‘nATURE’ is an exploration of the disembodied relationship and sense of separation we feel from the rest of nature. Through this collective of sculptural installations, Artist Talk events and workshops, ‘nATURE’ seeks to remind us of our kinship with the more-than-human. Each artist approaches the subject in a curious and insightful way from creating neologisms encapsulating this experience, curating a reference library and reading space connecting people to land, sky and sea, a collaborative composition of insect and vocal recordings, to documentation of a place sensitive performance project in the Cairngorms, nATURE offers ways to reimagine our relationship with nature,?not as a separate space but as parts of one ecosystem. Simone Kenyon (Into the Mountain), Alicia Escott and Heidi Quante (The Bureau of Linguistical Reality), Christina Riley (The Nature Library) and Katherine Fay Allan (Insect Mimicry: a call for interspecies empathy).
The Nature Library was created in 2019 as a reference library and reading space with the aim of connecting people to land, sky and sea.

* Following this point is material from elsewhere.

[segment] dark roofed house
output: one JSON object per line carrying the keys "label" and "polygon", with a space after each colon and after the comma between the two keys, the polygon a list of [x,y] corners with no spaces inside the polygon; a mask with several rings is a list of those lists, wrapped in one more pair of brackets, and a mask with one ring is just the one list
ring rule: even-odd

Rather than being an escape from the “real world”, the acts of both spending time in nature and reading a book are in fact the opposite. They demand our attention; a conscious choice to take the route into the world rather than escaping from it. Whether by painting dazzling scenes, captivating us with stories of flourishing flora and intelligent fauna, or exploring our own place amidst a changing climate, the books in The Nature Library turn our eyes to the complexities of the natural world one word at a time.

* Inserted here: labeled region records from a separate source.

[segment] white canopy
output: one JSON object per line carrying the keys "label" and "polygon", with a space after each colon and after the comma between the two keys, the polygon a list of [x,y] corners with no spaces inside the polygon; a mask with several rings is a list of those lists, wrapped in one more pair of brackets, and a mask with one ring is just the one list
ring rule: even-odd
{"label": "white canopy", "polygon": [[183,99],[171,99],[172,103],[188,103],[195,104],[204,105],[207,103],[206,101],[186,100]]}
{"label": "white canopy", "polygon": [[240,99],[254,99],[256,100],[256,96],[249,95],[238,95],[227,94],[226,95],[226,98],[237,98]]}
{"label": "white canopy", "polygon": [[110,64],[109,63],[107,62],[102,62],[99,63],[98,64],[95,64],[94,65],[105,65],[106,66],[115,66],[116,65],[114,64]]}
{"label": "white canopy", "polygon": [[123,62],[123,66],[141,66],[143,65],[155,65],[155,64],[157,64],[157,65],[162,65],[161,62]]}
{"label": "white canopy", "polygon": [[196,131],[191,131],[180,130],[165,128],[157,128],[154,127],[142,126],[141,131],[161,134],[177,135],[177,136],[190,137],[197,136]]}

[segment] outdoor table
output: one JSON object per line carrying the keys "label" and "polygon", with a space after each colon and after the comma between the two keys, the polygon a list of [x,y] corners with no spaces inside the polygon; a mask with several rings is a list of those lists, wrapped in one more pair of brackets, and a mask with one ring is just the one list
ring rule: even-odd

Katherine Fay Allan is an interdisciplinary artist, researcher and creative facilitator based in Edinburgh. Her practice aims to encourage discussions around the human condition in conjunction with nature and technology; through emotive, honest works inspired by lived events.
Themes that are regularly present are embodiment, ecology, organic materials and therapeutic practices. Katherine produces predominantly installations composed of sculptural pieces, performance and sound works. She is interested in the cross roads between art, life sciences and philosophy. Bringing these areas of research together allows her to produce works that discuss health and illness subjectively while exploring potential outputs that provide cathartic experiences.

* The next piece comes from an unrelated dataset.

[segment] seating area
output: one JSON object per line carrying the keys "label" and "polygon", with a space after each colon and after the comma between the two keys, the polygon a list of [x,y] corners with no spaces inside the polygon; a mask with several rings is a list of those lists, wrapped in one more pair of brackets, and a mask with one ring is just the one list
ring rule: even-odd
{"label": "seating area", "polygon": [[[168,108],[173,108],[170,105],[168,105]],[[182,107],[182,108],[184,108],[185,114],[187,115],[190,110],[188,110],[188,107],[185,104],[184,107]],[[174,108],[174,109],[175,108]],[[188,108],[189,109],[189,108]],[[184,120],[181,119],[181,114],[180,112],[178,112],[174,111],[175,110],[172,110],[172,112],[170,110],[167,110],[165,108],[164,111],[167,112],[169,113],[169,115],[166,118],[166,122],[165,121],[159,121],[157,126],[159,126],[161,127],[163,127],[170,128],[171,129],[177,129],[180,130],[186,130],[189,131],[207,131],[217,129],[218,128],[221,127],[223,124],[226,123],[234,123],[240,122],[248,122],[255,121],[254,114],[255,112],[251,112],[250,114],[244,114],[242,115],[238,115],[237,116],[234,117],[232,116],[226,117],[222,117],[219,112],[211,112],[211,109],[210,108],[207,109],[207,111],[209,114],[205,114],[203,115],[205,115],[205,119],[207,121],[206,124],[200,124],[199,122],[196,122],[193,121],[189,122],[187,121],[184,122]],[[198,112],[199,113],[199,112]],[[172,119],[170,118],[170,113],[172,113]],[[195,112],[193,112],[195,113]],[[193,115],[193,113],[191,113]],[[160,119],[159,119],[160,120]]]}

The Bureau of Linguistical Reality is a participatory artwork by artists Alicia Escott and Heidi Quante that collaborates with the public to create new words to describe the emotions and experiences our species is having around climate change and other Anthropogenic events. The Bureau facilitates conversations and cross pollination between diverse disciplines to identify feelings, experiences and phenomena for which no words yet exist and together coin neologisms to name and begin to collectively discuss these experiences. The Bureau sees the words created in this process as points of connectivity to further understanding, dialogue and conversations in the world about the greater climate change phenomena these words seek to codify.
Simone Kenyon is an artist, choreographer and movement practitioner. For over 20 years she has worked across theatre, performance and dance that embraces the complex interrelationships of movement, people and place.
Her approach explores ideas of expanded choreographies; encompassing dance, ecology, cultural geographies and walking arts to create events for both urban and rural contexts. Working with modes of attention, embodied knowledge and somatic sensitivity to frame audience experiences, is a key aspect within this multi lensed approach to performance making and encounters.
Her recent project Into the Mountain explored over six years the physical, cultural, social and more-than-human entanglements to mountainous environments. With a year- long programme of curated events, workshops and culminating in a site related performance experience within the Cairngorms Mountains in Northeast Scotland.